From the outside, especially when still parked in our garage, you’re impressed by just how imposing this compact platform is. On a wheelbase of 106 inches, and stretching just over fifteen feet, its footprint isn’t unlike any number of midsize sedans. Its sheetmetal, utilizing Hyundai’s ‘Fluidic Sculpture’ design mantra, doesn’t ‘skinny up’ the visual, as the Santa Fe Sport’s prominent grille, sculpted flanks and rear upswing aft of the C-Pillar suggest a visual heft far greater than its immediate competition, the RAV4 or Chevy Equinox. Better to position it against the Ford Edge; the Edge shares an identical overall length but is almost 500 pounds heavier and can tow 2,000 fewer pounds when equipped with Ford’s EcoBoost 2.0 liter four.
We liked the overall design, while wishing manufacturers (Honda!) would realize that any number of rear vision cameras can’t minimize the restrictive aspect of the smallish rear window between rear door and hatch.

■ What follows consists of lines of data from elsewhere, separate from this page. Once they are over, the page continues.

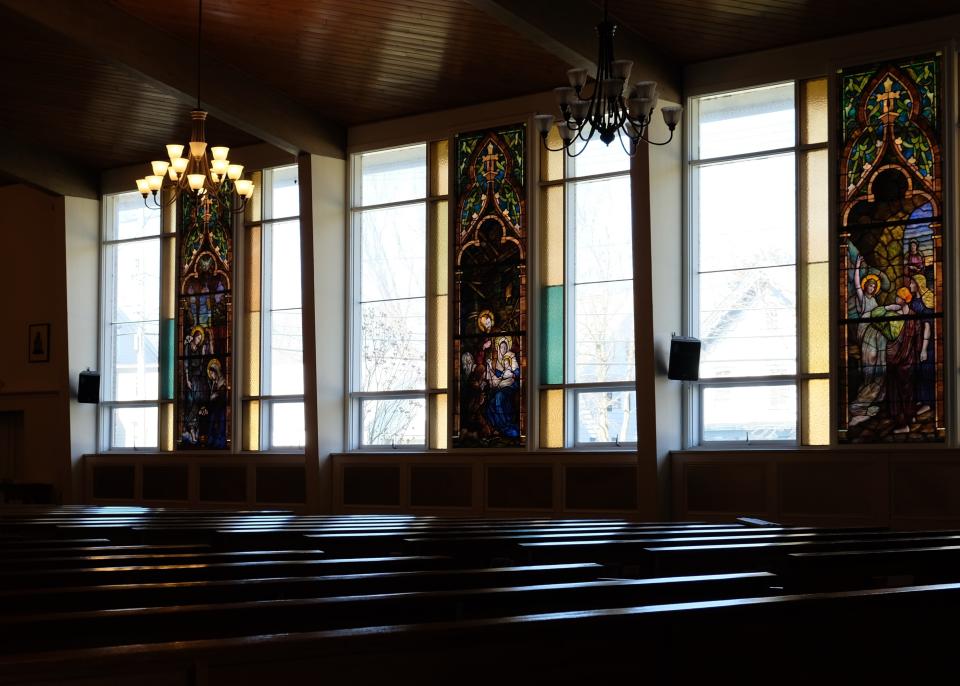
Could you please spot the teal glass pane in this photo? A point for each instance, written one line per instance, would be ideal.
(551, 335)
(167, 330)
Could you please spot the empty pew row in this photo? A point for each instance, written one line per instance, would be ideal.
(776, 639)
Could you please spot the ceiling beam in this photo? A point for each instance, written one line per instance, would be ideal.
(231, 96)
(565, 29)
(47, 170)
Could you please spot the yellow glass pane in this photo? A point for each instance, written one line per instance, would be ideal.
(439, 168)
(440, 226)
(814, 209)
(551, 235)
(166, 426)
(551, 418)
(816, 318)
(439, 360)
(168, 220)
(438, 422)
(813, 126)
(251, 425)
(816, 412)
(168, 277)
(254, 211)
(251, 346)
(551, 161)
(253, 266)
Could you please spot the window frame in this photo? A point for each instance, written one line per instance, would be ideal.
(355, 395)
(265, 402)
(694, 391)
(573, 390)
(166, 242)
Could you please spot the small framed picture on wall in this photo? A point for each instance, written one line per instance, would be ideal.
(38, 343)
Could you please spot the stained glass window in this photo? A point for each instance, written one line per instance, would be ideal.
(204, 326)
(890, 248)
(490, 290)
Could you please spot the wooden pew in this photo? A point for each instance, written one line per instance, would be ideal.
(51, 599)
(81, 576)
(779, 639)
(169, 555)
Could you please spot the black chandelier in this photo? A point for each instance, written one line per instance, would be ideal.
(614, 109)
(205, 173)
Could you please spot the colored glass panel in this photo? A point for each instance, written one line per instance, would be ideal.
(551, 418)
(205, 326)
(551, 339)
(890, 250)
(490, 290)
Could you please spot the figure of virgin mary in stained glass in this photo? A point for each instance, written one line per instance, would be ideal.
(891, 290)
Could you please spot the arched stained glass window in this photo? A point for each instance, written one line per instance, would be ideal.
(204, 326)
(890, 250)
(490, 258)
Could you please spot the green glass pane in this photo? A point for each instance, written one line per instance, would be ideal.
(167, 347)
(551, 340)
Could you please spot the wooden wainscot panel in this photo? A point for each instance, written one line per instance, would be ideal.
(611, 487)
(441, 485)
(113, 482)
(285, 484)
(166, 482)
(834, 488)
(222, 483)
(729, 488)
(927, 490)
(520, 487)
(371, 484)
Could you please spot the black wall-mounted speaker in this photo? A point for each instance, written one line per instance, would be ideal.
(684, 359)
(88, 388)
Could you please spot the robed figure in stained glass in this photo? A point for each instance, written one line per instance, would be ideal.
(891, 385)
(490, 290)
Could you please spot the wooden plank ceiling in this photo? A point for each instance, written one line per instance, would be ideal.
(358, 61)
(364, 60)
(697, 30)
(61, 99)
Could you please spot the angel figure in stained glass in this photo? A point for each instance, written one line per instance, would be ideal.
(503, 378)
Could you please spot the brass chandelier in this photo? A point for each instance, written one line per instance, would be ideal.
(613, 110)
(206, 173)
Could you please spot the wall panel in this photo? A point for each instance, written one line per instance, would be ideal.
(896, 487)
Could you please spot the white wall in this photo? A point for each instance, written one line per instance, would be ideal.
(666, 265)
(329, 177)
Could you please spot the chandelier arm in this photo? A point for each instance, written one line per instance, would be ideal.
(650, 142)
(621, 133)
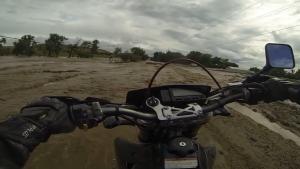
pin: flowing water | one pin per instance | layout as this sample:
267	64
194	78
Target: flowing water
259	118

Inside, Hyundai’s design efforts are fully credible, with convenient controls occupying an instrument panel of unified design. My aforementioned wife (still just the one…) loved the navigation, while we both enjoyed the intuitive ease with which adjustments to audio and ventilation could be made. It’s a ‘this century’ layout even a guy from the last century can embrace. Front seats, covered in perforated leather, are both comfortable and supportive (‘though don’t go autocrossing), while the split rear seats, divided 40/20/40, can be folded from the cargo area. Imagine…
It’s under the Santa Fe hood where the differentiation is its most stark. The Santa Fe Sport receives one of two powertrains, both of which boast gasoline direct injection (GDI). Standard is the Theta II, a 2.4 liter DOHC four delivering 190 horsepower and 181 lb-ft of torque. With its 6-speed automatic trans it can deliver 22 city, 33 highway and a combined 26 miles-per-gallon with front-wheel drive. The Santa Fe’s sweetspot, however, is occupied by the optional 2.0 liter turbocharged four. With its twin-scroll turbo blowin’ the scene the Santa Fe Sport 2.0T enjoys 264 horsepower and an absolutely sweet 269 lb-ft of torque. Estimated fuel economy is 20/27/22 for the 2.0T with AWD; our mileage, with a spirited combination of stop-go-and-GO, was just over 21. Were fuel efficiency a higher priority, front-wheel drive turbos deliver a 25 combined – and we’d probably get 21.
The Santa Fe’s chassis, featuring MacPherson struts up front and a fully independent multi-link in the rear, provides a predictable menu while delivering a completely unpredictable result. This crossover is planted, with connected steering, composed ride and predictable handling. In bone dry Dallas we didn’t have a chance to test the all-wheel drive capabilities, but can tell you that there was no perceptible torque steer when pulling the gas-powered trigger. Again, we wouldn’t take the Santa Fe Sport autocrossing (for that Hyundai offers its Genesis Coupe or Veloster Turbo), but we’d take it cross-country in a Chevy-inspired heartbeat.
With crossed t’s and dotted i’s, the Santa Fe Sport product team would seem to have done virtually everything to ensure the Santa Fe’s success. We remain slightly puzzled by a window sticker that can stretch to an as-tested $36K (with destination), but then, we’re puzzled by a Ford Edge exceeding $40K or a Cadillac ATS reaching $50,000(!). In short, we’re puzzled – but the frown dissolves with but one push of your right foot and the oh-so-righteous result.